Washington (AFP) – Time Warner chief Jeff Bewkes testified Wednesday that the media-entertainment giant needs to merge with AT&T because of “tectonic changes” in the television industry which favor big internet firms.
Bewkes appeared in a federal court trial as a key witness defending the mega-merger in the face of a US government antitrust effort to block the tie-up on the grounds it would create an industry titan which is too powerful.
In two hours of testimony, Bewkes maintained that Time Warner is challenged by “two big tectonic changes” in the television sector, in delivering programming and in advertising.
He said traditional TV players are being overtaken by fast-growing direct-to-consumer video services like Netflix and Amazon, and that advertising dollars are shifting to online platforms like Google and Facebook which can deliver personalized, targeted messages which are more cost effective.

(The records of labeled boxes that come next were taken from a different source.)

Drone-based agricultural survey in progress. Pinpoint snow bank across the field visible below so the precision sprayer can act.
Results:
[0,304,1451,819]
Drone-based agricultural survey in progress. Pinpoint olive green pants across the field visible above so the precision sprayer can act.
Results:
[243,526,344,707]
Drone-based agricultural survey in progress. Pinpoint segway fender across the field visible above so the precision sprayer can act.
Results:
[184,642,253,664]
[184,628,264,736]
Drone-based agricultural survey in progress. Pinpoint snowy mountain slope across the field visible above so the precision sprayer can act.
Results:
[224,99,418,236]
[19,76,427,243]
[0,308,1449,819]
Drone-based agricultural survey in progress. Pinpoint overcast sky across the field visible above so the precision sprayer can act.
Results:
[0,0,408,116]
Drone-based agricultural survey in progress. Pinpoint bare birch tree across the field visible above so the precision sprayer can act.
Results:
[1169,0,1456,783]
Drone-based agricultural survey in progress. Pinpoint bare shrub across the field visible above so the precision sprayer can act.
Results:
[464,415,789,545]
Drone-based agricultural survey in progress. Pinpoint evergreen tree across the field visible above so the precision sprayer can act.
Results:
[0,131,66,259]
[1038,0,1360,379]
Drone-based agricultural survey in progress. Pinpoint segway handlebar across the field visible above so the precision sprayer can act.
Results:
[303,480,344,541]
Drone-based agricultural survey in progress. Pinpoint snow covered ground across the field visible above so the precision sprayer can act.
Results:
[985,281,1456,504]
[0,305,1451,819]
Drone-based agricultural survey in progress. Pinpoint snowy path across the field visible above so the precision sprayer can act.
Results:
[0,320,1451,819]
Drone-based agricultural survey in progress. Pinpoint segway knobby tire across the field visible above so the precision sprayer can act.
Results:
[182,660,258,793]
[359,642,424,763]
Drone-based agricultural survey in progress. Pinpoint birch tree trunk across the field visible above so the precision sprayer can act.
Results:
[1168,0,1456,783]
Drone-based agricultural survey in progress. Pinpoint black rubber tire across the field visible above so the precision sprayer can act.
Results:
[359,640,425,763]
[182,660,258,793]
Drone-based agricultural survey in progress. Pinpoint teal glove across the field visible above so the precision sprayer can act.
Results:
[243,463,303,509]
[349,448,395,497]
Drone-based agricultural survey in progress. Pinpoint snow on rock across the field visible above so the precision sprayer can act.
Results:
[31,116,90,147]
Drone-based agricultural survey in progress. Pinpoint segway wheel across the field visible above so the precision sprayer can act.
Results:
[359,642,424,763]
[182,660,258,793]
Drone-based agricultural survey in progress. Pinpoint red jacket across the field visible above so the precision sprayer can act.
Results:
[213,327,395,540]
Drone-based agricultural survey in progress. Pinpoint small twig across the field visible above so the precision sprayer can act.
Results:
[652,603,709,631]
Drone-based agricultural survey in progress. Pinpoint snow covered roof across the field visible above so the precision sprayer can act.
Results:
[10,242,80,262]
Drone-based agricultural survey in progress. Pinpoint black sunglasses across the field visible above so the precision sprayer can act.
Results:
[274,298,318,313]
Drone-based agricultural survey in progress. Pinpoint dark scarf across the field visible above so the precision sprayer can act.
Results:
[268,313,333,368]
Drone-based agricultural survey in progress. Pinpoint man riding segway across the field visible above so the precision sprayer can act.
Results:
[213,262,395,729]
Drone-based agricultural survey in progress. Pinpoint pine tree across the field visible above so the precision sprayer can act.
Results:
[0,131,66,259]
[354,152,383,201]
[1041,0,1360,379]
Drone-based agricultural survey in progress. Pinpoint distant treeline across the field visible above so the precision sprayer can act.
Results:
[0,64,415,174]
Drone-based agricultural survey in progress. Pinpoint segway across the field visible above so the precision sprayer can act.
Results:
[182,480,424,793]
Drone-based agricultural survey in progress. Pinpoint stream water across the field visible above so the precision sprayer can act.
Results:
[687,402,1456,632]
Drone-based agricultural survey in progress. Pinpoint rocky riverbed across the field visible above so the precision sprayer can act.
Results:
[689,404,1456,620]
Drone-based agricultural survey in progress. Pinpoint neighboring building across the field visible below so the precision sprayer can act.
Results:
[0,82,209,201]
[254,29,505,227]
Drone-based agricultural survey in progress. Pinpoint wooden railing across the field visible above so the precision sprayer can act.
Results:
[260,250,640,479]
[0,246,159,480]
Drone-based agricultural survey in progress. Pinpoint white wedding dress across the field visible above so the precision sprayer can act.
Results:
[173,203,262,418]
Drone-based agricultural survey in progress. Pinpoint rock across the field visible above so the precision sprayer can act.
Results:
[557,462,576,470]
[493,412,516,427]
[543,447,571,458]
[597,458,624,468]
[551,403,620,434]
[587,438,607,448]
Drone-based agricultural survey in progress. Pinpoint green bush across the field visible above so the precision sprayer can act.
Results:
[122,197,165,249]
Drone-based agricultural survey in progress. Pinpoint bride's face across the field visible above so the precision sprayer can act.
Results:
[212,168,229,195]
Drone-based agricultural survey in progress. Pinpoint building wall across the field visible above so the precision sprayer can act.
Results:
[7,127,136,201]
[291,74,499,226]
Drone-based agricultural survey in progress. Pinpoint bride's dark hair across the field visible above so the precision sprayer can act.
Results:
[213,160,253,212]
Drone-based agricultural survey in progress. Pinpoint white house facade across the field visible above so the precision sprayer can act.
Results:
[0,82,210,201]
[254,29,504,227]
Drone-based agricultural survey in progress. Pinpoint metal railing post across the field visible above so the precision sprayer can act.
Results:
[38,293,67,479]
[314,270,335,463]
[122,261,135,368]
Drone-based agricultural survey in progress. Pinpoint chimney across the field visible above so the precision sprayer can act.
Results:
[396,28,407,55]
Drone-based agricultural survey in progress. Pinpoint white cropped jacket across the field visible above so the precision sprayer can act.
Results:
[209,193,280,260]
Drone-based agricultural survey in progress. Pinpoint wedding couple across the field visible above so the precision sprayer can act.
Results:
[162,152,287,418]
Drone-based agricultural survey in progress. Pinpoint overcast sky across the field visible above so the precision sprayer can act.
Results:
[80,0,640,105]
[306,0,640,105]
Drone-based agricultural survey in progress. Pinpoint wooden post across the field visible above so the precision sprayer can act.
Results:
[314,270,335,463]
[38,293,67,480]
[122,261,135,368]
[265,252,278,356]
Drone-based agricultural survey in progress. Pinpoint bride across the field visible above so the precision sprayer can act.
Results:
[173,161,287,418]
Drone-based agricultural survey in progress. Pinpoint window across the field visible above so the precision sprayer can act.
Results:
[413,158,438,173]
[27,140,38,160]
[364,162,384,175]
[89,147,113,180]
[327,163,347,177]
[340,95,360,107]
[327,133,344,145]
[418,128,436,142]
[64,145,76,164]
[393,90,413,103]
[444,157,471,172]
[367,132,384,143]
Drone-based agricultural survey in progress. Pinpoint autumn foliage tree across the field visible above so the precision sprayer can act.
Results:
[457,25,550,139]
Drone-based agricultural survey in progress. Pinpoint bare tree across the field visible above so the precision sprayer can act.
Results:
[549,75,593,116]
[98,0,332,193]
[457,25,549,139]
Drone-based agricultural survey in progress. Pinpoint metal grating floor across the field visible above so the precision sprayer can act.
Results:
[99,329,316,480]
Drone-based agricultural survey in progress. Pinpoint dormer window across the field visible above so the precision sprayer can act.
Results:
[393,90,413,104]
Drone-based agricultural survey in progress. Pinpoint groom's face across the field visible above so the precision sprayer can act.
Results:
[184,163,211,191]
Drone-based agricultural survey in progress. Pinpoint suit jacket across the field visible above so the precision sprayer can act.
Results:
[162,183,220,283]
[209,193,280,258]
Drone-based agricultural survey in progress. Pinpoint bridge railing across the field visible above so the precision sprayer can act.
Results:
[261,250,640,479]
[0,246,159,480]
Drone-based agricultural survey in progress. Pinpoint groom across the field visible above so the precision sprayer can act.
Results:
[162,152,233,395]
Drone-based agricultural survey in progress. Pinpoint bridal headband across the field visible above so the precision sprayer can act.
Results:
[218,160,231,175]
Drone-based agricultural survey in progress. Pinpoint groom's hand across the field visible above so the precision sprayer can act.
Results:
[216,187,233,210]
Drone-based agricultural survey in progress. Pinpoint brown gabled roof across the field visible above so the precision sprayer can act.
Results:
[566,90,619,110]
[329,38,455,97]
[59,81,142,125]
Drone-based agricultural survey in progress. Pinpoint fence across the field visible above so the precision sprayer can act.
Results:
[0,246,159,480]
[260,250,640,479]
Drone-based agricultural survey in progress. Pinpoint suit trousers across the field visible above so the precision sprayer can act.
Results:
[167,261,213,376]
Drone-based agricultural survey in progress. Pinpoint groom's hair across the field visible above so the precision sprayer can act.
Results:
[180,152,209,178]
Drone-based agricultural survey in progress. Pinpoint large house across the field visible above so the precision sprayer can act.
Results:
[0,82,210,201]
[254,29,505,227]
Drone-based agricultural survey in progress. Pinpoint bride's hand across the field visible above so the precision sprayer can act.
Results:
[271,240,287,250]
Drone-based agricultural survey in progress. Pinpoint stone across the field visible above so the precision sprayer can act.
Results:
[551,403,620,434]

The US Justice Department is seeking to block the $85 billion merger of AT&T, one of the largest pay TV and telecom operators, which Time Warner, which includes CNN, Turner cable networks, Cartoon Network and the HBO premium channel.
Bewkes testified the internet “has allowed giant new competitors which offer television directly to consumers,” a reference to Netflix and Amazon.
He said these kinds of services have an edge over players like Time Warner because they have more data on their consumers.
By contrast, he said, Time Warner operates as a “wholesaler” of programs to cable and satellite operators and knows very little about who is watching which programs.
AT&T meanwhile, has relationships with some 150 million US consumers through its DirecTV service and other operations.
“They know what people are watching,” he said.
Bewkes’s testimony was aimed at blunting the government argument that a powerful merged company would seek to raise prices for consumers and would end up pushing up TV subscription costs.
The government maintains that most Americans still watch traditional television through cable bundles, and presented an expert who claimed fees could rise by some $400 million a year if the merger goes ahead.